Thursday, June 18, 2015

SPONTANEOUS ABORTION (MISCARRIAGE) AND PRAYER
Glad to see that monstrous service that we borrowed from the Latins in the 1300s replaced. I should have preferred that we not use what could be interpreted as accusatory "[she] has miscarried the child..." It would be better, more humane and more correct to say "her/she who has suffered a miscarriage." In clinical terms, a miscarriage is a "spontaneous abortion" and if one will examine the clinical literature we will find that somewhere between 60 and 75% of all pregnancies result in a spontaneous abortion; many without the woman even having known that her egg had been fertilised, even after the early zygote had formed.
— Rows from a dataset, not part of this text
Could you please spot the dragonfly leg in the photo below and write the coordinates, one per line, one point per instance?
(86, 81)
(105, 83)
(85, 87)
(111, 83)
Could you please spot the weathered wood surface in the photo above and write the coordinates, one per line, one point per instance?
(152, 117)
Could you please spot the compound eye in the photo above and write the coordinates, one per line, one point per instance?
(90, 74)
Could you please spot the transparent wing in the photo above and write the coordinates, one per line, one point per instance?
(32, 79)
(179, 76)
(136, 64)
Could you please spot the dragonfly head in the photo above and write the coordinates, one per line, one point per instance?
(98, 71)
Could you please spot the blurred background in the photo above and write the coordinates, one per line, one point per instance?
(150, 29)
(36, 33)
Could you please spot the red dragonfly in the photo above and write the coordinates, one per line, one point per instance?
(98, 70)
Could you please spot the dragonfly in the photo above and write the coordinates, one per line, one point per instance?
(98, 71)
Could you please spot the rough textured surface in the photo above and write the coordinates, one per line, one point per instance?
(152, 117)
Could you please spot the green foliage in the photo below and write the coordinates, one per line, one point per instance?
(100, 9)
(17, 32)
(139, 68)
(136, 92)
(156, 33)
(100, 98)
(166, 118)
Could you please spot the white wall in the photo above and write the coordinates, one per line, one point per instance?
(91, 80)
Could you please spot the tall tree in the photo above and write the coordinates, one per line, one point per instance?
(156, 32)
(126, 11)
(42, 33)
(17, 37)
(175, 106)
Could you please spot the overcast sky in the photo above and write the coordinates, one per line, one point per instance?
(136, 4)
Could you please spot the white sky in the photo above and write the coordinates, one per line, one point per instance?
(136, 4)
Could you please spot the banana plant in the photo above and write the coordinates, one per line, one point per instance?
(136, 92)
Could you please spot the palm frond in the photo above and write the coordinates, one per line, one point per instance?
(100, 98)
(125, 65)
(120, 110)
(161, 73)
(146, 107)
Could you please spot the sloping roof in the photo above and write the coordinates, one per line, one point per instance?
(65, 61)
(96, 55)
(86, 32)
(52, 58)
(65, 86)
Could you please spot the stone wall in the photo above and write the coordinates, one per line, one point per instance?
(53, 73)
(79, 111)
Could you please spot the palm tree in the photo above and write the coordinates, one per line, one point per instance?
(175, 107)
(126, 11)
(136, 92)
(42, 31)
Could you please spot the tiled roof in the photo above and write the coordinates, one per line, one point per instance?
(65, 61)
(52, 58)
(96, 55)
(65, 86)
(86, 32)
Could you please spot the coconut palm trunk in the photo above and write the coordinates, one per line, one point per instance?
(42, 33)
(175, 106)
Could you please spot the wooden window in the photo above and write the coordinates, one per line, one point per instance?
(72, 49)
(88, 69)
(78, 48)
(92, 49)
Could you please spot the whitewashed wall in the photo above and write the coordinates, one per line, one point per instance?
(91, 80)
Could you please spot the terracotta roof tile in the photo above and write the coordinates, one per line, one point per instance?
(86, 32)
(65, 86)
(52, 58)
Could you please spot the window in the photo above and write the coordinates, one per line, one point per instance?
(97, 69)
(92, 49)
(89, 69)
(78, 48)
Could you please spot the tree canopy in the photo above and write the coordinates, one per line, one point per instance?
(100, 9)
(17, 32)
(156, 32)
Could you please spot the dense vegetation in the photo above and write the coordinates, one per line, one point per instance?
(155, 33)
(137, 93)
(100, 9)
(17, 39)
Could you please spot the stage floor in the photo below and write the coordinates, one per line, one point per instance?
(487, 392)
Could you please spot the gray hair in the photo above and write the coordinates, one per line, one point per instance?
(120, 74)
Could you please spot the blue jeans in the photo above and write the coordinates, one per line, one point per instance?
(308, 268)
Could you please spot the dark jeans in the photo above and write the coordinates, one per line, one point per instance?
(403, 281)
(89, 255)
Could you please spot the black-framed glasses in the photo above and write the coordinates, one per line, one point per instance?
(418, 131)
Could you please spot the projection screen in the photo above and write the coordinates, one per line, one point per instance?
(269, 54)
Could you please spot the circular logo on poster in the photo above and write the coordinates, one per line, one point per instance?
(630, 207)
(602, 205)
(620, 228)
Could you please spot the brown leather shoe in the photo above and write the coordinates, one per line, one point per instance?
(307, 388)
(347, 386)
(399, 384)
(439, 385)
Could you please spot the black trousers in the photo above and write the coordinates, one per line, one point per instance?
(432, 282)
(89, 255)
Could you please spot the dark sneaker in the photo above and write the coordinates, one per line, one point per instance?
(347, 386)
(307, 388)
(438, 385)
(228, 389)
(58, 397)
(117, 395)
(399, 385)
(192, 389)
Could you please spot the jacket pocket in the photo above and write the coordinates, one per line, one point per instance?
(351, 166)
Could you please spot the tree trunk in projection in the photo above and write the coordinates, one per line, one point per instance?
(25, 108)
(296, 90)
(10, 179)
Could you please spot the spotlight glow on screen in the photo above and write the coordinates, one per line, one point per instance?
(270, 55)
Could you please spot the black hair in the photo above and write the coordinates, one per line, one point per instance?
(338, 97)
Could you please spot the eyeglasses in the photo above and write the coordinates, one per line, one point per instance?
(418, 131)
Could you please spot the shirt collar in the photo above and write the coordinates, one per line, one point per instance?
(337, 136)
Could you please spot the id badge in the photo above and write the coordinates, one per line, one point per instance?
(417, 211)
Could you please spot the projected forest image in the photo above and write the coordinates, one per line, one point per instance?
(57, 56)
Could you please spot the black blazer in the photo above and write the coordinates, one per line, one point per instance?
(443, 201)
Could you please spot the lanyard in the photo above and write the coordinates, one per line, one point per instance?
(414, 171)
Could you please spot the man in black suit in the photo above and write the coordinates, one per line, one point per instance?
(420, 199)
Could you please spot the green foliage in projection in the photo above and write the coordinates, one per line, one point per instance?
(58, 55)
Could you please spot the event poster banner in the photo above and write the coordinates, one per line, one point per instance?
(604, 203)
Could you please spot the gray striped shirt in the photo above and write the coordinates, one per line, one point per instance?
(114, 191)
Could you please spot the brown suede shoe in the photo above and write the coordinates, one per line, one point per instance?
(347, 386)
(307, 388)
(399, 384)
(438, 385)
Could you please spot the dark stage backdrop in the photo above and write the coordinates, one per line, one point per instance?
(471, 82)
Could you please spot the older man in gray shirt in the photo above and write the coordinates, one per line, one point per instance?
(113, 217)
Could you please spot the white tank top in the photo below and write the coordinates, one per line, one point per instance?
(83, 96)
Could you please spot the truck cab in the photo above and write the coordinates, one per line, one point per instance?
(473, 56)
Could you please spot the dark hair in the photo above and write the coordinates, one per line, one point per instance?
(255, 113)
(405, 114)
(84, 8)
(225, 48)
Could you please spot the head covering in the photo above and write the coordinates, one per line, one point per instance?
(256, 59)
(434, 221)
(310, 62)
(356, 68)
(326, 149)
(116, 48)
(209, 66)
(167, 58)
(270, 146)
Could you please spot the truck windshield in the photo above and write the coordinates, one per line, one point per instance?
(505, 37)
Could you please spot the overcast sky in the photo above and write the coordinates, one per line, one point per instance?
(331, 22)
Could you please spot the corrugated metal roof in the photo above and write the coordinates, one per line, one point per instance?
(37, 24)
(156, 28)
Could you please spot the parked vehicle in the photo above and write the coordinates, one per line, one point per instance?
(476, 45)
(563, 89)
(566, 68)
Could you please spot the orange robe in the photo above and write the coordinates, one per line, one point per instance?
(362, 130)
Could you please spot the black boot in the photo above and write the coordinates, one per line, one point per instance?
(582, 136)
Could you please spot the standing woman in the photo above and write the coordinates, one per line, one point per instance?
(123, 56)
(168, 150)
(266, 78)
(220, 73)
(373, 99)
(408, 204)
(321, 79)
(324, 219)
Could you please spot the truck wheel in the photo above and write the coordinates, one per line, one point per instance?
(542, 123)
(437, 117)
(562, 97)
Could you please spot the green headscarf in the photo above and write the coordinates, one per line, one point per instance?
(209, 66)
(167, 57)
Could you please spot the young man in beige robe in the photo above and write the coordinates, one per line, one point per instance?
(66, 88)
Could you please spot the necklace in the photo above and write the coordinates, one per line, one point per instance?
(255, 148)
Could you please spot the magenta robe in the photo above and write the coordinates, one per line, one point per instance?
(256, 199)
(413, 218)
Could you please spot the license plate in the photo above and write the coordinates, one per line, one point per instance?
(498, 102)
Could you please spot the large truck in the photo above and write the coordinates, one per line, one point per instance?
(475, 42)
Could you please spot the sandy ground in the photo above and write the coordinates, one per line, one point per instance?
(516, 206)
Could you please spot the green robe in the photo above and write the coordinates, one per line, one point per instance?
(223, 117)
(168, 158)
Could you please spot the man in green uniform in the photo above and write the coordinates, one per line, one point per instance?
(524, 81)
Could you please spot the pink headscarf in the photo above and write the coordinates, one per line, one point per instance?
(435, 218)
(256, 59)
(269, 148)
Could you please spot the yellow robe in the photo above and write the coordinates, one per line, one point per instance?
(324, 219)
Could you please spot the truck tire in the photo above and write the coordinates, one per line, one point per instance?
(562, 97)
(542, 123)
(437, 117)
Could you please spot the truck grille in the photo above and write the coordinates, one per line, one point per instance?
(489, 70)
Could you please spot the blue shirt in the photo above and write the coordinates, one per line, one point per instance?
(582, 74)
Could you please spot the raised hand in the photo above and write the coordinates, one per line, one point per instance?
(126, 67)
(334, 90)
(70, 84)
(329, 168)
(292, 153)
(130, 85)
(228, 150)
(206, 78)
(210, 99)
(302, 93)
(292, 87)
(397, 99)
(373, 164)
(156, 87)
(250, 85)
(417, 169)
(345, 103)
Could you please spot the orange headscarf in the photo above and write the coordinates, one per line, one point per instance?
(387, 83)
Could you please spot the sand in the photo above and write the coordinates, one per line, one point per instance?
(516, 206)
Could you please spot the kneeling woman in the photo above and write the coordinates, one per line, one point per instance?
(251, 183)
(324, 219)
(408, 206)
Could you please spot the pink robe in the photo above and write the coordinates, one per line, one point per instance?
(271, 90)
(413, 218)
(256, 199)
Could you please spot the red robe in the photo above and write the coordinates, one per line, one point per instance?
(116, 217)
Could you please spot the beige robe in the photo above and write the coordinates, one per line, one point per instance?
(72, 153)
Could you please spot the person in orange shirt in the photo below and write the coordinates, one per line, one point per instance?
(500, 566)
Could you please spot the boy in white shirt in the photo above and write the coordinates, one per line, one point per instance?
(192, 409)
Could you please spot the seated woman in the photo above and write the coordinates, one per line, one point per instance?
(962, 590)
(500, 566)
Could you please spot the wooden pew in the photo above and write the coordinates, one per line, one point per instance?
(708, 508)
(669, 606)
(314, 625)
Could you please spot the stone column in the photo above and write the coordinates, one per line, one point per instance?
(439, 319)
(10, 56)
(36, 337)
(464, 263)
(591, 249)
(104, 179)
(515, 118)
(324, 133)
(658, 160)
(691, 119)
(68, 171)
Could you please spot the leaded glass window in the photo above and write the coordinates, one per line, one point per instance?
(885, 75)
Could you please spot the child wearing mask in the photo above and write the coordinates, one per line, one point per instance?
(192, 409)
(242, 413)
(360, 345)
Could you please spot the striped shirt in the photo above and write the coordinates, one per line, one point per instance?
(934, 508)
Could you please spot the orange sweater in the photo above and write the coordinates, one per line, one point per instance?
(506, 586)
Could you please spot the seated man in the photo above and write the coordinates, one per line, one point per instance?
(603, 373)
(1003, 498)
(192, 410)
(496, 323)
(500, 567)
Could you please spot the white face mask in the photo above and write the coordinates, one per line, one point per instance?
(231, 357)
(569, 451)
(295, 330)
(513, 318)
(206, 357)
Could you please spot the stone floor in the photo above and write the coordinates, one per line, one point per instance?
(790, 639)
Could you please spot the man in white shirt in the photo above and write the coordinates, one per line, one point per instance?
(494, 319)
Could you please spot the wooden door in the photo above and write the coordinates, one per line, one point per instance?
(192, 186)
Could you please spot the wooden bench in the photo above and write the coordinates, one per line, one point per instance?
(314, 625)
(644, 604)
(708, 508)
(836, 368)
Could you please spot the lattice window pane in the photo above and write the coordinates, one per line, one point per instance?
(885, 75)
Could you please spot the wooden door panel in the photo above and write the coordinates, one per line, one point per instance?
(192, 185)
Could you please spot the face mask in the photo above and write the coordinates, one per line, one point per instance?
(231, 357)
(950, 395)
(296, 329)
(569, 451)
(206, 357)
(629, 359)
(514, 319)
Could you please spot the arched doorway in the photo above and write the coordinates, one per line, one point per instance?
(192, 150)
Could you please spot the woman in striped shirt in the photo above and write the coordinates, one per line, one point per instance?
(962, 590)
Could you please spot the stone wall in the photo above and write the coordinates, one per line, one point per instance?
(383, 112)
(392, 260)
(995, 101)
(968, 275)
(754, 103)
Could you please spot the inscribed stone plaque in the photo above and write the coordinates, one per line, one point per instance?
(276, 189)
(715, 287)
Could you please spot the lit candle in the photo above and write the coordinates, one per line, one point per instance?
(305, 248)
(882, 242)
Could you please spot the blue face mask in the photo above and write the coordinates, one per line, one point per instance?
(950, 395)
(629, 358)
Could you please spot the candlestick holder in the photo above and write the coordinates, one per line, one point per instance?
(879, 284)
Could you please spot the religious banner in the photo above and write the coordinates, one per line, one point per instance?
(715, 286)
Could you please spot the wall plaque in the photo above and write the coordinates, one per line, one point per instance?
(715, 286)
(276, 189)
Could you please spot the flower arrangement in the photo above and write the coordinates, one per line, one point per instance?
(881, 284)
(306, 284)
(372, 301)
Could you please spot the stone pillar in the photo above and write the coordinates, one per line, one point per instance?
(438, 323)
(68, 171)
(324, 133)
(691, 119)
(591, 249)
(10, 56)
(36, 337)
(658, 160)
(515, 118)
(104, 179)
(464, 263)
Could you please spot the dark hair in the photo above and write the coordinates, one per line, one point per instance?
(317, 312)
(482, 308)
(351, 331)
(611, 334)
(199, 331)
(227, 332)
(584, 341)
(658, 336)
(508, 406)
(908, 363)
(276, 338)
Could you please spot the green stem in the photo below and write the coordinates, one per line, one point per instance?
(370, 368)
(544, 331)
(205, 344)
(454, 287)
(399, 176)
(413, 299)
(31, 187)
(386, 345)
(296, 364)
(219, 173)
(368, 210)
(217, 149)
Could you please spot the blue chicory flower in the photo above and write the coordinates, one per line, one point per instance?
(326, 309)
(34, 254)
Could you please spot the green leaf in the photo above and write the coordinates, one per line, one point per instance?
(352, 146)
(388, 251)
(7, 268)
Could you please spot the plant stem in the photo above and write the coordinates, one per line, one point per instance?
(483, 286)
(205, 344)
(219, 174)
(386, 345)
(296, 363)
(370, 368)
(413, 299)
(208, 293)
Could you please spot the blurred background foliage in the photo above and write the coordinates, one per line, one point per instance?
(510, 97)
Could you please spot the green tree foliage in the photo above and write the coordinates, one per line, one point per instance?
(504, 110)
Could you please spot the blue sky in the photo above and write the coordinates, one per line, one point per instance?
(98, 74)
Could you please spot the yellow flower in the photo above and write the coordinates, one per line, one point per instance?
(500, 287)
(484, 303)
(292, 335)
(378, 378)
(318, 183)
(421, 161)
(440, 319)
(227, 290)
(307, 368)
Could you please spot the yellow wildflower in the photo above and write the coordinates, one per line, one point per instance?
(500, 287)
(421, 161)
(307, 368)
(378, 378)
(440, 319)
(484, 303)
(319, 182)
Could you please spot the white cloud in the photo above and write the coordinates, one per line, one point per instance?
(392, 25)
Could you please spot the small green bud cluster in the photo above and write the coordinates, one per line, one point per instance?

We discussed this at some length at a conference a few years ago, at which some gynecologists spoke to us about the matter (the sort of conference that the synod now considers that it is "dangerous" for me to participate in.) Nothing in this service should even hint that the woman might have any guilt, or that "she" has miscarried. The miscarriage has simply occurred, and most often this is because the zygote or foetus is not viable, though no fault of anyone. Just as often, the problem will be in some deficiency in the male sperm that fertilised the egg, and in that case, it is the father who has miscarried and the mother, who has suffered the miscarriage. We really need to distance ourselves from any medieval notions about these spontaneous abortions (miscarriages). There is no sense to causing added sorrow to a woman who has suffered a spontaneous abortion through no fault or action of her own, or of anyone. Perhaps there might be a prayer for a woman when her pregnancy develops into a hydatidiform mole also? Most of the misconceptions about pregnancy and circumstances surrounding it that we find in Church literature and patristics had arisen in epochs in which very little was known about the reproductive system and processes, and what was "known" was largely wrong. We should not be punishing women (or anyone else) on the basis of primitive misinformation and misconceptions so the wording of the prayer should be carefully chosen in order to avoid any hint of guilt on the part of the woman.